I have a question: how many of you have noticed that at the end of the spring semester, universities (or departments) get a little squirrelly?
Maybe some issue comes along that wouldn't rattle anyone in the fall, but in the spring everyone starts sending furious emails about it.
Or maybe a department meeting gets very tense all of a sudden over a seemingly minor issue.
Or everyone gets in an uproar about some announced policy that's been around for ages but now is seen as the decline of civilization and the end of Truly Serving the Purposes of a Liberal Education.

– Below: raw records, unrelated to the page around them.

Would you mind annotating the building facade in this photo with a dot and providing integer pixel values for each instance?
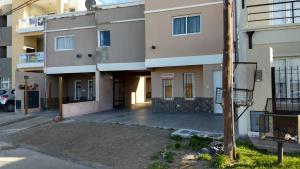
(5, 44)
(184, 46)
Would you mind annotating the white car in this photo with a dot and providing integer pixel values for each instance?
(7, 99)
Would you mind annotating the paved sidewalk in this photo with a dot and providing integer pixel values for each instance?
(21, 158)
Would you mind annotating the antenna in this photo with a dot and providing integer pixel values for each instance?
(89, 4)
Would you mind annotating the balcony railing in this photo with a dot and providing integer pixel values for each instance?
(274, 13)
(31, 60)
(31, 24)
(37, 57)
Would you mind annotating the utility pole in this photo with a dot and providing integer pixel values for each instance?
(229, 136)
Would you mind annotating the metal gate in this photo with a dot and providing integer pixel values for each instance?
(118, 90)
(33, 99)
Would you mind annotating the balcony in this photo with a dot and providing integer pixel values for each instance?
(273, 14)
(31, 60)
(32, 24)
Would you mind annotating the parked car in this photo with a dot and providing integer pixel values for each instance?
(7, 99)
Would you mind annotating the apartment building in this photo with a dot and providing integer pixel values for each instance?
(5, 44)
(28, 38)
(270, 36)
(184, 51)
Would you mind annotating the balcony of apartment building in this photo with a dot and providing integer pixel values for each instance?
(33, 16)
(33, 56)
(272, 14)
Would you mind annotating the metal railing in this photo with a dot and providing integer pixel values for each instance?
(276, 13)
(287, 84)
(31, 22)
(37, 57)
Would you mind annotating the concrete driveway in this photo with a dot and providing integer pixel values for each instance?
(142, 115)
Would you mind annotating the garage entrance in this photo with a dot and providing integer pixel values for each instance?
(131, 89)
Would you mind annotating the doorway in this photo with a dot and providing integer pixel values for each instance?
(217, 77)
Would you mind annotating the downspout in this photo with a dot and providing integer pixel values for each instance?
(45, 62)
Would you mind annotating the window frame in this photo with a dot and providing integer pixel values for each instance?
(75, 91)
(163, 89)
(99, 38)
(5, 80)
(186, 25)
(91, 95)
(55, 43)
(193, 87)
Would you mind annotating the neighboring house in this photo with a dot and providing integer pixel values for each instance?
(269, 35)
(28, 39)
(5, 45)
(184, 51)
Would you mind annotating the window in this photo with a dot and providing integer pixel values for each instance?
(189, 85)
(90, 90)
(284, 12)
(186, 25)
(77, 94)
(168, 89)
(64, 43)
(104, 38)
(5, 83)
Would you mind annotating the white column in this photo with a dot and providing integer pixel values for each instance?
(97, 84)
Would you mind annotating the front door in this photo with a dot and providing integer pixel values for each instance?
(217, 84)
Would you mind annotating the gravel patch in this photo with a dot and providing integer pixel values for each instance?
(111, 145)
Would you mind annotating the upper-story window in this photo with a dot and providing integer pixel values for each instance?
(104, 38)
(64, 43)
(186, 25)
(285, 12)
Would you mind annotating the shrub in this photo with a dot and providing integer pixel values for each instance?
(204, 157)
(158, 165)
(169, 156)
(176, 138)
(196, 143)
(221, 162)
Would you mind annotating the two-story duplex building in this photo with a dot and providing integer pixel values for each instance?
(100, 55)
(5, 44)
(29, 43)
(184, 51)
(269, 35)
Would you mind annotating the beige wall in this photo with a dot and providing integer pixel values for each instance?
(208, 84)
(155, 4)
(127, 38)
(84, 41)
(159, 30)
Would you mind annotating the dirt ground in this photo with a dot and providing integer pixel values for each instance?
(111, 146)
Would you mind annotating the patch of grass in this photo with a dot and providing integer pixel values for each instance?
(176, 138)
(174, 146)
(204, 157)
(169, 156)
(250, 157)
(196, 143)
(221, 162)
(158, 165)
(156, 156)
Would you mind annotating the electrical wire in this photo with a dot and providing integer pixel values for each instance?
(25, 4)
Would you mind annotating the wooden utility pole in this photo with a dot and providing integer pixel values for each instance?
(60, 96)
(26, 94)
(229, 137)
(49, 94)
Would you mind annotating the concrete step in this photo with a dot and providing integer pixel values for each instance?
(23, 125)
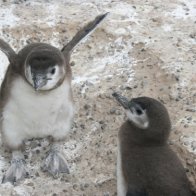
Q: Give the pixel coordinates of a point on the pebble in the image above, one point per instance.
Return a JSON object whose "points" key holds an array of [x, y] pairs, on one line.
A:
{"points": [[113, 111]]}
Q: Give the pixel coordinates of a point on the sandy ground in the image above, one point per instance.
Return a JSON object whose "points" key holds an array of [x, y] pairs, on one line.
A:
{"points": [[143, 48]]}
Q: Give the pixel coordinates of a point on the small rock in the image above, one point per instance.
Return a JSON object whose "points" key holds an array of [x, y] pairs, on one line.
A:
{"points": [[113, 111]]}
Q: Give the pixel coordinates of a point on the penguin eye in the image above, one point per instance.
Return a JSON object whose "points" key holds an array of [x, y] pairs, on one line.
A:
{"points": [[139, 112], [53, 71]]}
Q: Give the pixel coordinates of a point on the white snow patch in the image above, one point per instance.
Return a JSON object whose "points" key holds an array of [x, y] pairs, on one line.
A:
{"points": [[185, 11], [7, 18], [167, 28], [3, 65]]}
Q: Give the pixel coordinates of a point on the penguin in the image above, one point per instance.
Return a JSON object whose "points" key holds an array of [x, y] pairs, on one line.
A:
{"points": [[146, 166], [36, 101]]}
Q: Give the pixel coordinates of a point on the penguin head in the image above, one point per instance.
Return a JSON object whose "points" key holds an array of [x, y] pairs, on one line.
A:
{"points": [[44, 66], [146, 114]]}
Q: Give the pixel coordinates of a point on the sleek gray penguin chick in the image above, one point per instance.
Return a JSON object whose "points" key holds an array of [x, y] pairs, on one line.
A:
{"points": [[146, 166], [36, 101]]}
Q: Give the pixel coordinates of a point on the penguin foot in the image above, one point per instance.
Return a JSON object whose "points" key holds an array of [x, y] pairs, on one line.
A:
{"points": [[16, 172], [55, 162]]}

I can't describe it any better than this, but in my house, we call it the annual spring madness and all but place bets on when it will strike. I've seen it wherever I've taught, so it's not limited to one place. Have you seen it, too?
5 comments:
Yes. We like the term, "Hatepril." :D
Yes, today, more than once.
I suspect Hatepril might owe something to the weather. Particularly here in northern climes, the end of the semester comes just as winter is finally breaking, and I know I for one do NOT want to read another email, sit in another meeting, grade another paper when there's sunshine and a warm breeze outside.
Just a theory, but I suspect we start behaving badly in April for the same reasons our students do.
April is indeed the cruelest month.
But now I just want to call it "Hatepril." So great!
N and m and ink m: hatepril--ha!
Prefacer.. More than once in a day? Yikes.
Michelle,that makes sense to me, except that I'd think people would be more happy rather than less.